Western powers suspect that Iran is secretly trying to build nuclear weapons, but Tehran denies this and says it nuclear program is intended only to produce electricity.
Judaism is a recognized minority religion in Iran, but Tehran does not recognize Israel and President Mahmoud Ahmadinejad has often predicted Israel's imminent demise.
Merkel will be the first German chancellor to address Israel's parliament, more than six decades after the end of World War Two.
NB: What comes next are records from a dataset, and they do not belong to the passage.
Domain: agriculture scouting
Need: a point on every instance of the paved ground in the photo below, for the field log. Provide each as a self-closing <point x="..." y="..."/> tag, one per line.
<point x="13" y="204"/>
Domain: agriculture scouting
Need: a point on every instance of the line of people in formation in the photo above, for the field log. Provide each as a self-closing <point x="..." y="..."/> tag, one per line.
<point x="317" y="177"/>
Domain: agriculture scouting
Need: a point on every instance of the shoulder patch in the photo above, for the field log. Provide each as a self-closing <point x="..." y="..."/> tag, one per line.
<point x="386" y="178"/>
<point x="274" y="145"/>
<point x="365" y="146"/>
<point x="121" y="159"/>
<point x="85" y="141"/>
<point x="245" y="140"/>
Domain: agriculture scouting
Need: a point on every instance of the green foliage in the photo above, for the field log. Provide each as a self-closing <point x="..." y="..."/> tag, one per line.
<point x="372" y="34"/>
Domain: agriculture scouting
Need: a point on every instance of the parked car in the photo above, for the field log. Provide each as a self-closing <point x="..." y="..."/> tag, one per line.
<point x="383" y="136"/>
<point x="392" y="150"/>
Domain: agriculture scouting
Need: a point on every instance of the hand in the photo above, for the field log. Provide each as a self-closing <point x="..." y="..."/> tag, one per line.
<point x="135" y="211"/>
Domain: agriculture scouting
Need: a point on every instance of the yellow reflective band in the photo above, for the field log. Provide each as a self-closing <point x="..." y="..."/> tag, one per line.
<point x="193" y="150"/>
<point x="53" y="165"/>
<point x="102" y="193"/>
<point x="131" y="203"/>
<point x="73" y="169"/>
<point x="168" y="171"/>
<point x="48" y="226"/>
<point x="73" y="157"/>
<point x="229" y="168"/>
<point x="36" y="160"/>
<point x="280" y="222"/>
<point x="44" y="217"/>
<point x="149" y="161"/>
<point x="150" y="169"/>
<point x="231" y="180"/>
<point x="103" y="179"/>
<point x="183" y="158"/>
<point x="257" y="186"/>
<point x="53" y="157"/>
Her visit will launch yearly talks between the governments.
She will also visit the Yad Vashem Holocaust memorial on Monday. "With this (visit) we want to take responsibility for the past ... we want to show clearly that Israel's right to exist is a permanent part of German foreign policy," she said.
Her visit marks the 60th anniversary of the creation of Israel in 1948 and is intended to help further normalize relations between Germany and Israel.
Some commentators say Merkel has been less vocal in her public criticism of Israel than her predecessor, Gerhard Schroeder, on issues including military action in the Israeli-occupied West Bank.
The German Foreign Ministry said on Friday that Merkel and peace envoy Tony Blair would organize a Middle East security conference in Berlin in June to discuss the strengthening of the Palestinian police force and justice apparatus.
German media reported all EU members, several Arab states, the Middle East quartet -- Russia, the United States, the European Union and the United Nations -- and Palestinian and Israeli officials would be invited.